Second, a question: Are we always morally responsible for not being emotional or sympathetic enough?

Surely there are situations in which we could be blamed (Casually conflating moral responsibility with blameworthiness here. Move along.) for lacking in emotional sensitivity, but I think the topic merits a little more examination that Smith gives in her paper.

She introduces an example from Williams of “unavoidable but harmful consequences”: A truck driver, who, through no fault of his, runs over a child. He will feel differently from any spectator, despite people trying to convince him he was no worse than one. Nonetheless it is good that the driver still feels regret, for we would have “some doubt” about him if he did not: “This would indicate a failure to appreciate the seriousness and significance he has, however blamelessly, helped to bring about.” Smith immediately accepts this, adding, “to feel regret involves the judgement that something of value has been lost.” (249-250)
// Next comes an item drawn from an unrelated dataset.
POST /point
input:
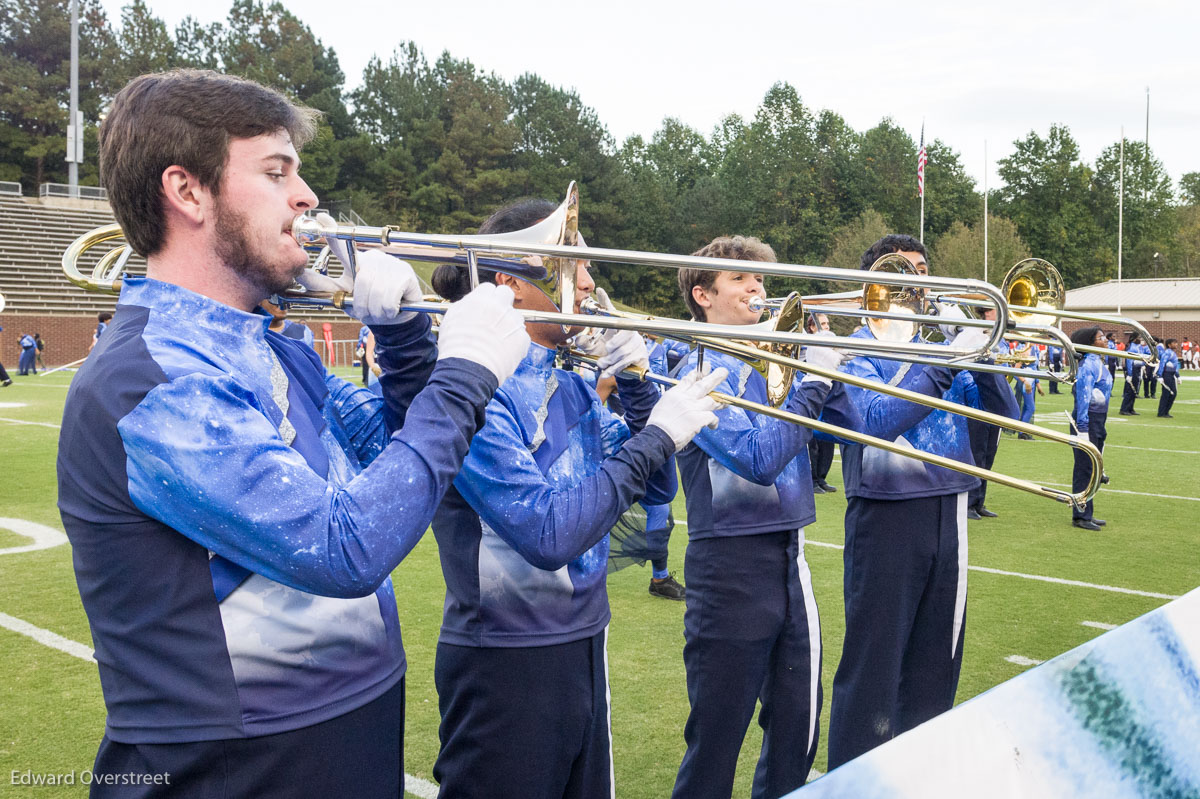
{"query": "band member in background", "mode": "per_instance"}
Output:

I myself am not so ready to grant this. Firstly, it is not clear to me how this explains why the driver should feel differently from a spectator. Wouldn’t (or shouldn’t) the spectator also make the judgment that something valuable has been lost, and so feel regretful, as well? If this is the case, then we should feel perfectly at ease if the driver felt the same as a spectator. From “the driver should feel regret”, we cannot then say “and this is how he differs from the spectator.” In fact, I think, the correct conclusion to be drawn here given the description of regret is “and so too should the spectator.”

But this brings me to my second objection: Why should we take this to be a correct characterization of regret? Why couldn’t some different attitude be the result of acknowledging something valuable lost? Is this the only underlying judgement that regret could have?

My general concern here is that we are expected to feel in a certain way. Why should we feel worse than a spectator? Why should we feel some sympathetic emotion at all? And why are we morally answerable for not doing so?

What would be so wrong about the driver feeling a detached, somber acknowledgement for his situation instead? There are approximately 1 million suicides worldwide per year, and this is generally the feeling we have towards each of these cases. (Perhaps even that is a stretch – we don’t even know about most of these cases except for the fact that they are happening. It’s hard to feel deep emotions in general towards things we do not know anything about.) I would be hesitant to call these attitudes wrong. Given that our personal (as opposed to causal) contributions in all such cases are equally irrelevant, why is it not morally acceptable to feel the same about them all? Why should our causal contribution be relevant if it was completely through no fault of our own? A detached, somber acknowledgment towards your situation seems morally permissible to me; Smith seems to assume it is not. Why must we feel more?